5.      Para penginjak-injak orang miskin pembinasa orang sengsara di zaman Amos menghitung-hitung hari, kapan mereka dapat dengan bebas melakukan kejahatan-kejahatan mereka. Ada kesan, bahwa di benak mereka, hari bulan baru dan hari Sabat merupakan hari campur tangan TUHAN atas kehidupan hidup manusia. Tetapi hari-hari lainnya merupakan hari kebebasan bagi mereka, dan TUHAN tidak mencampuri urusan-urusan mereka, sehingga mereka berani melakukan tindakan-tindakan kejahatan di hari-hari yang bukan Sabat dan bukan hari bulan baru. Di zaman Yesus, justru hari Sabat itupun sudah digunakan oleh para pedagang untuk melakukan tindakan-tindakan kejahatan demi keuntungan mereka pribadi, sehingga Tuhan Yesus Kristus menjungkir balikkan meja-meja dan para dagangan mereka. Dari hardikan Amos ini, rupanya (hanya) lima hari sebulan ( empat Sabat dan satu hari bulan baru) masih merupakan hari melakukan sedikit kejahatan, tetapi duapuluh empat hari lainnya, sudah dipenuhi dengan tindakan-tindakan kejahatan. Tetapi bukankah Yahowa itu adalah TUHAN untuk setiap harinya? Yahowa lah pemilik hari-hari yang ada itu dari sejak penciptaan hingga sekarang. Dia bekerja dan mengawasi manusia setiap harinya, dari dulu sampai sekarang. Di hari bulan baru dilarang menjual gandum, di hari Sabat dilarang menjual terigu. Itu masih mereka patuhi. Tetapi karena merasa rugi tidak berjualan di hari bulan baru dan hari-hari Sabat, para penginjak orang miskin ini, mengakali para pembeli (konsumen) dengan berbagai taktik, agar kerugian tidak berjualan itu terbayarkan, bahkan melebihi dari itu.

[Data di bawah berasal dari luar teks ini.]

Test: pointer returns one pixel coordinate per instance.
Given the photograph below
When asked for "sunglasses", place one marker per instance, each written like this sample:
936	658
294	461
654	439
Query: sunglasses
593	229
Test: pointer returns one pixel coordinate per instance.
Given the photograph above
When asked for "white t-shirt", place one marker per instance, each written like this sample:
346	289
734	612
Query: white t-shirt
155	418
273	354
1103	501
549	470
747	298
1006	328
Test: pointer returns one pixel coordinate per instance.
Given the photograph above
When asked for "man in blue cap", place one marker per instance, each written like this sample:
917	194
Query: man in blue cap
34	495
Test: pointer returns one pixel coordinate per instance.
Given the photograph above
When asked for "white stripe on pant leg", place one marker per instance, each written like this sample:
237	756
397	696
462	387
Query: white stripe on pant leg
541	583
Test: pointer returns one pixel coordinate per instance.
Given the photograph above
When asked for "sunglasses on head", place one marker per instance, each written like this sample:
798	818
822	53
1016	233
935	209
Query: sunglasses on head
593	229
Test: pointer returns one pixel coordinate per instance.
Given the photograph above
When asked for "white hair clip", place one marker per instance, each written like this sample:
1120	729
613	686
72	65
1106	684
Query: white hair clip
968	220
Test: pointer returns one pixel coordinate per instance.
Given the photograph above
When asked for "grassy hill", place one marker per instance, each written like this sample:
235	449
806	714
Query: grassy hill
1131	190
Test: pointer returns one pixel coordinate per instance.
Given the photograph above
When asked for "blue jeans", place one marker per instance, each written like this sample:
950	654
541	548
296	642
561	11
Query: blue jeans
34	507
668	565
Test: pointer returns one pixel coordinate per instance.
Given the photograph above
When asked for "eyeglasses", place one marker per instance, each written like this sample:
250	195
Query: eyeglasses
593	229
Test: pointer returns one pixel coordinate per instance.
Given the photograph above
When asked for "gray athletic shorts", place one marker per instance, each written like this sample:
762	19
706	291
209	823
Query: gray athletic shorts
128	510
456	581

6.      Beberapa perbuatan kejahatan para penginjak orang miskin tersebut diberitahu oleh Amos di sini: (1) mengecilkan efa; (2) membesarkan syikal; (3) berbuat curang dengan neraca palsu; (4) membeli orang lemah karena uang; (5) membeli orang miskin karena sepasang kasut; (6) menjual terigu rosokan. Perbuatan-perbuatan ini melanggar Hukum “Jangan berdusta!” atau “Jangan berbohong!”, “Jangan mencuri!” dan “Jangan perkosa hak-hak orang miskin!”, “Jangan binasakan orang lemah!”  Mengecilkan efa masih sering dilakukan para tengkulak sampai sekarang. Bagian pantat efa itu dibuat berlapis dua, sehingga tampaknya dari luar efa itu efa yang benar, tetapi isinya tidak lagi benar, karena di dalam sudah diganjal setinggi dua sentimeter. Biasanya satu efa 36 liter, tetapi karena pantatnya sudah diganjal, jadi berisi 34 liter. Setiap efa yang dikecilkan memberi keuntungan dua liter bagi pedagang penjual. Tetapi pedagang yang membeli menggunakan efa yang pas.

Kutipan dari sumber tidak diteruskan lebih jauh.